Benign economic conditions and accommodative monetary policy have maintained UK households' debt-servicing costs and banks' loss rates at particularly low levels, but the situation cannot last according to a new report.
In a note to its clients, S&P Global Ratings said at this stage, those lenders that have loosened their lending standards or grown their loan books quickly have the potential to be over-exposed "when supportive economic conditions deteriorate"
The assessment comes with the Bank of England poised to raise interest rates in the eyes of many.
UK consumer credit has long been an attractive market for banks and non-bank financial institutions (NBFIs) alike.
It is diverse and growing, worth over £200bn, and can offer attractive risk-adjusted returns even when interest rates are low. While the global ratings agency considers near-term credit risk to be low, high credit growth in 2018 could "negatively affect some UK bank and NBFI ratings" it noted.
"After a period of retrenchment, the UK consumer credit market has been expanding rapidly since 2013, attracting the attention of new market entrants, but also intensifying prudential and conduct scrutiny from regulators," said S&P Global Ratings credit analyst Joseph Godsmark.
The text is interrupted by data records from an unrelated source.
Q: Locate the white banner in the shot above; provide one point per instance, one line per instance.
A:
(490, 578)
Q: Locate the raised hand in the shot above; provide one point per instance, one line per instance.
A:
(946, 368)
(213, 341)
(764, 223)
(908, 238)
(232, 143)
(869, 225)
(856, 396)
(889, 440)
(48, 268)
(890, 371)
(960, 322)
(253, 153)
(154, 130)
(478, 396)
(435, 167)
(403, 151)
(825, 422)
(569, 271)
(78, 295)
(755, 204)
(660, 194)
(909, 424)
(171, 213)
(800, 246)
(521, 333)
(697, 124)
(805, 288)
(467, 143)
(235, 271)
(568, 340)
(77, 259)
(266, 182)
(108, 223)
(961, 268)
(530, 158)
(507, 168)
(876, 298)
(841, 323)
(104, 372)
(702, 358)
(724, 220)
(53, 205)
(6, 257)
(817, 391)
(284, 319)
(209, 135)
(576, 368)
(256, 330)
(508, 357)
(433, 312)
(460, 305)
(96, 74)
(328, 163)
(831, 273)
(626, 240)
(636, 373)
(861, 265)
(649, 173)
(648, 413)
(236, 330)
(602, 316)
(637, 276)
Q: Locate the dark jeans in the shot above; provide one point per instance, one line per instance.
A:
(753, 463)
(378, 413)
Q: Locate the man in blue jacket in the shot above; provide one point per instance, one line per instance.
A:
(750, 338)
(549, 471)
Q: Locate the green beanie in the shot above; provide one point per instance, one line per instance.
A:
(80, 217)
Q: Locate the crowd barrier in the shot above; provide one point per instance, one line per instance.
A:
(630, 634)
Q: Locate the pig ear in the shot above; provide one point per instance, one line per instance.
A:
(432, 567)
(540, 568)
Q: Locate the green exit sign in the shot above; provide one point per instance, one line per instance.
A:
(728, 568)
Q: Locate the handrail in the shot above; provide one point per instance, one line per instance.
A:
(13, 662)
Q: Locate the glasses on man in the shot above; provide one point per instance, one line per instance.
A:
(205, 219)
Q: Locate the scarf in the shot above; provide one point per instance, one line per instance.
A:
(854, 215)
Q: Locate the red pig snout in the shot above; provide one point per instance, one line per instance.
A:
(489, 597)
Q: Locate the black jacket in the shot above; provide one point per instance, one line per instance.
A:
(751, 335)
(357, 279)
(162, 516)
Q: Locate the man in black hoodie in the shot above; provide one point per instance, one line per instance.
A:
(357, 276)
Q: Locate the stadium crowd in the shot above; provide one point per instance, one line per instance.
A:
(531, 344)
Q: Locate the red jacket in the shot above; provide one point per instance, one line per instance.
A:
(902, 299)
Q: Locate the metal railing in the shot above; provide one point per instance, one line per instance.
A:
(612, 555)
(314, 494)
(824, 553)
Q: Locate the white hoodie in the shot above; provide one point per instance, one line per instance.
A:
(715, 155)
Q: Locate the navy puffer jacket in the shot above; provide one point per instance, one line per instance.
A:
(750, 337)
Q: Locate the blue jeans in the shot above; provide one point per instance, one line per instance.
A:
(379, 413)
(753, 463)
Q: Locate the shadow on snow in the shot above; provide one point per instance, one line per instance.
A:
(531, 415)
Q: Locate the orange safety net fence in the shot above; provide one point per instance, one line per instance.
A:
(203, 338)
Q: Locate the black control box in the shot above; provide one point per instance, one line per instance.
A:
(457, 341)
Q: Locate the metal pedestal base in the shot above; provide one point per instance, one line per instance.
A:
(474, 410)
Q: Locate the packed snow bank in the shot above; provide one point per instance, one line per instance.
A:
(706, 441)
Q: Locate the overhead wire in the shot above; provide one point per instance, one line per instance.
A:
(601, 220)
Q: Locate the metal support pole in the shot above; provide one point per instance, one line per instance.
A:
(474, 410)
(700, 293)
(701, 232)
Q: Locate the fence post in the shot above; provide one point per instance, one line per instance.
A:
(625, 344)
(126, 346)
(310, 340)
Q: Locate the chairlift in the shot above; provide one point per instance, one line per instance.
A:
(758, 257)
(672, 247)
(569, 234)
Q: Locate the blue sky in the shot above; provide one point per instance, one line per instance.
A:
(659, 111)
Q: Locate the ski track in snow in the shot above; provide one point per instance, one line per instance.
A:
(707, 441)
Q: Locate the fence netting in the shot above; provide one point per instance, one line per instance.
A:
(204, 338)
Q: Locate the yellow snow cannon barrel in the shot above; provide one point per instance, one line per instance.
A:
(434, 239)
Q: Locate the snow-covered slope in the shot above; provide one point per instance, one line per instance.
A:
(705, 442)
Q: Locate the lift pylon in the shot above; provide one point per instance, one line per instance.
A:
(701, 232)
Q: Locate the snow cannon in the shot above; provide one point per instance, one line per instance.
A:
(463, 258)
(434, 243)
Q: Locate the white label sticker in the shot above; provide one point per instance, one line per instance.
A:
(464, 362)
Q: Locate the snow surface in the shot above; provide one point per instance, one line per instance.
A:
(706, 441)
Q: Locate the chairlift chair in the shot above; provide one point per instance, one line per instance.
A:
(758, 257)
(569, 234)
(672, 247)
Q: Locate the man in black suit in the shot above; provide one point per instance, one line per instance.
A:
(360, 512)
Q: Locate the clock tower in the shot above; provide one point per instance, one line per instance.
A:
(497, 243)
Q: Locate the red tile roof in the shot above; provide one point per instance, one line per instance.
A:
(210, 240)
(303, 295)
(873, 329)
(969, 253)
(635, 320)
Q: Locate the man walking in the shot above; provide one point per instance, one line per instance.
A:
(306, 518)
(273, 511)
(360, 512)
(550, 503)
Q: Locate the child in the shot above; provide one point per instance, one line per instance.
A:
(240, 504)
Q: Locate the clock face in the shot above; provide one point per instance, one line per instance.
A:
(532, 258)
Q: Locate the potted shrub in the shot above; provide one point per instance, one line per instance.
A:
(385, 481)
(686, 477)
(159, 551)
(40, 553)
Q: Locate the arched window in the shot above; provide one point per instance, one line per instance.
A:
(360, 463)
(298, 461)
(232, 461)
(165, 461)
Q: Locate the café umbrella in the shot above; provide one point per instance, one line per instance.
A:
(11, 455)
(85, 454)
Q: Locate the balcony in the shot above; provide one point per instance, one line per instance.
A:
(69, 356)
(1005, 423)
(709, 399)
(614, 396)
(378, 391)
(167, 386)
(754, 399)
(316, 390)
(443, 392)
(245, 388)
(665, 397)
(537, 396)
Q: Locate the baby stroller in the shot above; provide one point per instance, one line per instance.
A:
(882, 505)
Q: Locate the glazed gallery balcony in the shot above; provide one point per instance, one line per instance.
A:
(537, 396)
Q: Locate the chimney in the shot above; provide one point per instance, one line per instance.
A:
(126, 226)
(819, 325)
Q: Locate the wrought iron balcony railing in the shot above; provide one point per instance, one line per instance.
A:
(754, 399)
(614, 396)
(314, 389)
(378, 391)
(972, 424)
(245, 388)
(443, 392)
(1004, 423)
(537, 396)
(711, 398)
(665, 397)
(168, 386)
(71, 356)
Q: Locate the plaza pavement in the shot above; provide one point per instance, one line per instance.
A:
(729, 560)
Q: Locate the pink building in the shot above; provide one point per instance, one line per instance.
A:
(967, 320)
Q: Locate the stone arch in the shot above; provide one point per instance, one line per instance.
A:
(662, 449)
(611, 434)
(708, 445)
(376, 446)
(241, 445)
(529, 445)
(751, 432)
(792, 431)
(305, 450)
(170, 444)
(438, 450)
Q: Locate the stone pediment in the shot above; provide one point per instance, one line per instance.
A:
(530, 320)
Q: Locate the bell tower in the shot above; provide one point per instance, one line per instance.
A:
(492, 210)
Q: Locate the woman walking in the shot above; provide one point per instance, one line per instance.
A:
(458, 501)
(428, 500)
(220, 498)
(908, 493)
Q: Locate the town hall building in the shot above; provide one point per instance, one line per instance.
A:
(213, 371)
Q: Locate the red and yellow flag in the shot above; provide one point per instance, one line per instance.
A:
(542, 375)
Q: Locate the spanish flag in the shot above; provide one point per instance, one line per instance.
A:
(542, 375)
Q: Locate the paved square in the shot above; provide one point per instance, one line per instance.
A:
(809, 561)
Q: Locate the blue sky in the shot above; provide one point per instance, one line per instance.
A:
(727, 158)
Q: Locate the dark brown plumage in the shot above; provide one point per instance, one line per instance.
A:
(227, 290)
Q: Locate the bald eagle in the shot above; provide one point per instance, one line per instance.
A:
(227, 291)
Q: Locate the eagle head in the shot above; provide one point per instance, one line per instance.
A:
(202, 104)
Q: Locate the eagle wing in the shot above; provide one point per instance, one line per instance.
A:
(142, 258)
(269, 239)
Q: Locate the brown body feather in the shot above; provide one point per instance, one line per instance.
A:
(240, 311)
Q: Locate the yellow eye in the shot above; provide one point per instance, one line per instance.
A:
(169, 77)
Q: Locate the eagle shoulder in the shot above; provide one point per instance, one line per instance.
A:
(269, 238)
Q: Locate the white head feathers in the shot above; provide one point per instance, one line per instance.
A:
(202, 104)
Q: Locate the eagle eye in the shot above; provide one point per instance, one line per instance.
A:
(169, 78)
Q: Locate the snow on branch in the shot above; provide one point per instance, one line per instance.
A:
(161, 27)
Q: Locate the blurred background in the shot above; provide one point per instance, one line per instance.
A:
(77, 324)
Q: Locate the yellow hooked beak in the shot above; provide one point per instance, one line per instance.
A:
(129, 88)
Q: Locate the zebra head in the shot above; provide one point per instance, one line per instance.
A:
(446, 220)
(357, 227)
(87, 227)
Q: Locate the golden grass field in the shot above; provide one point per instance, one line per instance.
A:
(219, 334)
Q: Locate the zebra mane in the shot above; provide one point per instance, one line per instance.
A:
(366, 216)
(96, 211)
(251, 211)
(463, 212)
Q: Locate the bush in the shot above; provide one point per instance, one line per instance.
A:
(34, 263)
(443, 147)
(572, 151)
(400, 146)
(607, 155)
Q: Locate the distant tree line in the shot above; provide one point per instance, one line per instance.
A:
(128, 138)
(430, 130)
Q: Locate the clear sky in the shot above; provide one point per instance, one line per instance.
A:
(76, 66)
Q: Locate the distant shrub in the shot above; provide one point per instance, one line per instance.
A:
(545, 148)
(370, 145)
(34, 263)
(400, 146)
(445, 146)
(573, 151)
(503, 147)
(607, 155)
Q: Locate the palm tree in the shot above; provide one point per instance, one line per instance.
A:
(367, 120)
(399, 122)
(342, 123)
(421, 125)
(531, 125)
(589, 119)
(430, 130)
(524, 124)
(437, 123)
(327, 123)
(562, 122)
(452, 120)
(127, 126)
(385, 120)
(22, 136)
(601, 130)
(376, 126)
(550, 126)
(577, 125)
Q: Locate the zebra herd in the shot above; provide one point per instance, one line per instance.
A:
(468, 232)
"Although we consider that near-term credit risk remains low, past experience shows that lenders find it hard to avoid inherent cyclicality in consumer credit, and the impact can be severe. Furthermore, banks' discipline in constraining risk appetite for new underwriting and risk-based pricing in a hot market has not been seriously tested since the financial crisis," he added.
Loose monetary policy and cheap central bank term funding schemes have supported consumer credit supply and demand. Although recent data suggest growth is slowing, annual growth rates of close to 10% since the start of 2016 have significantly outpaced UK nominal GDP and household income growth.
S&P thinks this high growth is partly explained by a structural shift in how consumers finance vehicles, which now make up about 30% of the consumer credit stock, with sustained growth rates of above 15% since 2014.
"However, we believe that lenders have been competing on pricing and underwriting standards across all aspects of consumer credit, including an enhanced role for NBFI lenders, which has also boosted overall growth," the ratings agency said.
Lower credit quality and poorly seasoned portfolios could in time be revealed in higher loss rates and higher net consumer credit charge-offs, particularly if economic conditions deteriorate.
The Bank of England's recent assessment of stressed losses on consumer credit lending, brought forward as part of its annual stress test results, also indicates that the regulator is concerned that the resilience of these portfolios may be reducing.
S&P expects that most major banks' general cautiousness in lending to new, non-franchise customers, combined with the regulatory reviews underway, may partially alleviate this risk.
"That is why any potential risk that consumer credit poses to UK financial institution ratings will likely be specific to certain companies, rather than system-wide," it concluded.